“Redeem with the lamb every firstborn donkey.”
This command comes through Moses at a time when a newly liberated Semitic peoples are fleeing from the Egyptian cosmology they’d been raised within for generations. The people, led by Moses, must re-establish a theology.
I have read scholarship convincing enough to believe Moses’s murder of an Egyptian and the plunder of Egypt as retribution for enslavement, is an oral tradition written during the Babylonian captivity. It skews an alternate possibility, one which is more historically probable: the Hyskos Kings ended Egyptian rites of king-making through the murder of three endowed with its secret. They had to flee; they’d stolen the lynchpin holding together the heavens and a civilization modeled as a mirror of those heavens.

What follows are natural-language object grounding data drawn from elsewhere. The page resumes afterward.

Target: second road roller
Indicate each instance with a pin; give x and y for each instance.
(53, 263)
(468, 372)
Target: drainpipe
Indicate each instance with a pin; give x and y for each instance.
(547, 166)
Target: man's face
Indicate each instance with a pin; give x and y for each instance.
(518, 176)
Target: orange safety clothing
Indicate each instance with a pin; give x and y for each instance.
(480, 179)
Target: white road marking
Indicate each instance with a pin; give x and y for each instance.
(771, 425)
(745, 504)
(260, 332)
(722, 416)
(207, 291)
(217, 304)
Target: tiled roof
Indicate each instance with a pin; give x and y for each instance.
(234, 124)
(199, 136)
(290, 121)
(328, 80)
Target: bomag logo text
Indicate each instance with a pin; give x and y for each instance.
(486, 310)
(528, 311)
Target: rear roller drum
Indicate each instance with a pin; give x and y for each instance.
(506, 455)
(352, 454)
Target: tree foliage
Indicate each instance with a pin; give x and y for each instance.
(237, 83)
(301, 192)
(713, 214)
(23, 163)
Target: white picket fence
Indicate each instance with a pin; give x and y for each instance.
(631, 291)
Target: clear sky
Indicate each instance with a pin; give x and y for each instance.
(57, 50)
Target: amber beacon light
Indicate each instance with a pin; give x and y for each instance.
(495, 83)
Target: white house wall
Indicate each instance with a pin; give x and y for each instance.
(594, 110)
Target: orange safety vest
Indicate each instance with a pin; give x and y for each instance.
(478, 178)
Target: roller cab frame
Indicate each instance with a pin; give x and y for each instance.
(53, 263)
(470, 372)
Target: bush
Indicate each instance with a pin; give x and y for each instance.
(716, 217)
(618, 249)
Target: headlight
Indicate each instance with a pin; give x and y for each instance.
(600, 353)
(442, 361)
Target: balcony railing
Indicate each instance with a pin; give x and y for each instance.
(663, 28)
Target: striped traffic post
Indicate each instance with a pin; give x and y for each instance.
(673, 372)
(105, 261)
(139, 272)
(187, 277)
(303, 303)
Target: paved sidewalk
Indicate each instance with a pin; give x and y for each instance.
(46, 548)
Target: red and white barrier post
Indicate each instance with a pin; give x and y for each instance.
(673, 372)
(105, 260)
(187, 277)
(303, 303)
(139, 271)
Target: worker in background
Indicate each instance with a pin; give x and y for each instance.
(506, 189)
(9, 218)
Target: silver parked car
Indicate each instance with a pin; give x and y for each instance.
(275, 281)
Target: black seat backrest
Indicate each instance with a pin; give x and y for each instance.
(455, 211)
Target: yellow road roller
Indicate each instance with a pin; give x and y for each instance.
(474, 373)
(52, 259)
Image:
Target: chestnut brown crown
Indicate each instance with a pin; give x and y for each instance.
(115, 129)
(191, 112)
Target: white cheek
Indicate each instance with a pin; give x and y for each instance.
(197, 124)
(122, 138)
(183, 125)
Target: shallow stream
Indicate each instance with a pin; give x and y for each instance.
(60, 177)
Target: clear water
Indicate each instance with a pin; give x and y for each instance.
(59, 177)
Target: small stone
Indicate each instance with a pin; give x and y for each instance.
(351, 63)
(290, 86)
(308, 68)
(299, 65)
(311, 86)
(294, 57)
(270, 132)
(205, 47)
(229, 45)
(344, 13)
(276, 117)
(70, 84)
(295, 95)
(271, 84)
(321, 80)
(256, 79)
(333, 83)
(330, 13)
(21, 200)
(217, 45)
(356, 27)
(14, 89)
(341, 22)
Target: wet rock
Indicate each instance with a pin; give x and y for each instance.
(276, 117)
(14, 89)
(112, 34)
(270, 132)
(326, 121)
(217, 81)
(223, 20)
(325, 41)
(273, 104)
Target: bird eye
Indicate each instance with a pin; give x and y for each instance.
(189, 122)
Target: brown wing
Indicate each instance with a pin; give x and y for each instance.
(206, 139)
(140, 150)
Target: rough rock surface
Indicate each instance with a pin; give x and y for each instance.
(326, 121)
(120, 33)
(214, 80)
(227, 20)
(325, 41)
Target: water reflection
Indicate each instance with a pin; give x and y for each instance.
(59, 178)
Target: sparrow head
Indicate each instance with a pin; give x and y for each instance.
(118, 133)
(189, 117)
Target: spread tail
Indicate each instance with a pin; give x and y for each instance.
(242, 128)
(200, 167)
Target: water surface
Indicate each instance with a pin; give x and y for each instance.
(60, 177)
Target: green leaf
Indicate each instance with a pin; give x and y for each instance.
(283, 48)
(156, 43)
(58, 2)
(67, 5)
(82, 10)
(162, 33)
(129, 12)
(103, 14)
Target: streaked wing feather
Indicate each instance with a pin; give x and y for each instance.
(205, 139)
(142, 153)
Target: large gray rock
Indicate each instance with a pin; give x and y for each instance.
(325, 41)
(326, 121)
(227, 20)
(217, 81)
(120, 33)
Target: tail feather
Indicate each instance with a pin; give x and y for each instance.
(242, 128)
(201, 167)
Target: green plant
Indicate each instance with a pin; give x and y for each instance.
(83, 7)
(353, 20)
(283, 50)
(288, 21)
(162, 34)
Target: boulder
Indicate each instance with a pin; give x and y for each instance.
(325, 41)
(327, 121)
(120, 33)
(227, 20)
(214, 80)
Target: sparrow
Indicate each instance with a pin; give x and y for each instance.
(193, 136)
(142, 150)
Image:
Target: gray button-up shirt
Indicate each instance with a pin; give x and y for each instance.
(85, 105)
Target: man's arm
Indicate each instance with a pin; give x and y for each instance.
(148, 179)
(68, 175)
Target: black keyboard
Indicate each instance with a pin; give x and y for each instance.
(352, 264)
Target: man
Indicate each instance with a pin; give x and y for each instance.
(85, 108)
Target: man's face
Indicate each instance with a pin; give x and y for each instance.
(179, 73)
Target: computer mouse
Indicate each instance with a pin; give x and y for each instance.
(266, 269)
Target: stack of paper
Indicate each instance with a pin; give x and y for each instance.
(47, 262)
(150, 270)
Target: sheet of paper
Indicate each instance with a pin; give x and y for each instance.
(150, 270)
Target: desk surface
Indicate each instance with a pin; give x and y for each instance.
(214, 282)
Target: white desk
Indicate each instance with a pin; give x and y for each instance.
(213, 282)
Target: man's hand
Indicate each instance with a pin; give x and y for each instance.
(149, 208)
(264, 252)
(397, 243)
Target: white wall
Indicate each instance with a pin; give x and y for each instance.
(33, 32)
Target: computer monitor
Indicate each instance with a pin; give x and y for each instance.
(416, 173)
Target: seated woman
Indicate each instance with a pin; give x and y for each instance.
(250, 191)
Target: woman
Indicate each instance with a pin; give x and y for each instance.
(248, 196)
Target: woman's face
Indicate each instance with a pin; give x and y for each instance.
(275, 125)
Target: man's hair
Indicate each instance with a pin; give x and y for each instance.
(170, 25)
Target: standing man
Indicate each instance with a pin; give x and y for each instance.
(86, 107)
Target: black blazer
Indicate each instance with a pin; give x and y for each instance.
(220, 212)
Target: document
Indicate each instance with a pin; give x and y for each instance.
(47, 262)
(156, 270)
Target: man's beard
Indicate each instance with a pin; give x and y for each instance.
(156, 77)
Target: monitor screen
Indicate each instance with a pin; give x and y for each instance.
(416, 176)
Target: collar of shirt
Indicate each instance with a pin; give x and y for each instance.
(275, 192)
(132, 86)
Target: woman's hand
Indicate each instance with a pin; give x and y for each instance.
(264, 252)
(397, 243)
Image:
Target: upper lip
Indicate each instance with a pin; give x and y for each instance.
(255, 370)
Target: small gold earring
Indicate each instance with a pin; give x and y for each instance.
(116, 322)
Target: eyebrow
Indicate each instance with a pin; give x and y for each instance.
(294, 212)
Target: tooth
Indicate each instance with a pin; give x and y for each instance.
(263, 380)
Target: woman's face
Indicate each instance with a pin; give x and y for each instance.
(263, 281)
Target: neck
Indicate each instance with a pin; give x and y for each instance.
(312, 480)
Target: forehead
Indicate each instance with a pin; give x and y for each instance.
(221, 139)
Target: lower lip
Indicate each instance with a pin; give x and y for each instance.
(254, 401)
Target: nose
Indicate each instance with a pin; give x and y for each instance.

Hyskos scribes could not cast off responsibility of tilting imbalance within the only cosmology they’d known, a terrifying guilt for any people to accept. Exodus, in its pre-captivity oral tradition, is a ray of hope, a theological bulkhead shoring up cultural guilt for imbalance within the cosmological framework.
The Lamb is their delicacy, the tender tasty meat at a time when starvation is a very plausible possibility. Firstborn beings were seen as blessed, that by which lineages and inheritance would be passed onward.
Moses’ Israelites needed mobility out of Egypt for themselves and their. The donkeys of which Moses speaks multiply these basic needs for his peoples. The blood of the lamb is to be exchanged for faith in strength and longevity.
In Christ’s example, the blood of the Lamb is sacrificed for strength and longevity of a non-zero sum message: “Love one another as I have loved you…” “Love your neighbor as you love yourself.” Lenten preparation for Pascha echoes the post-Passover message to the Israelites: Let’s have faith in the communication of our message through the sacrifice of delicacies we most desire.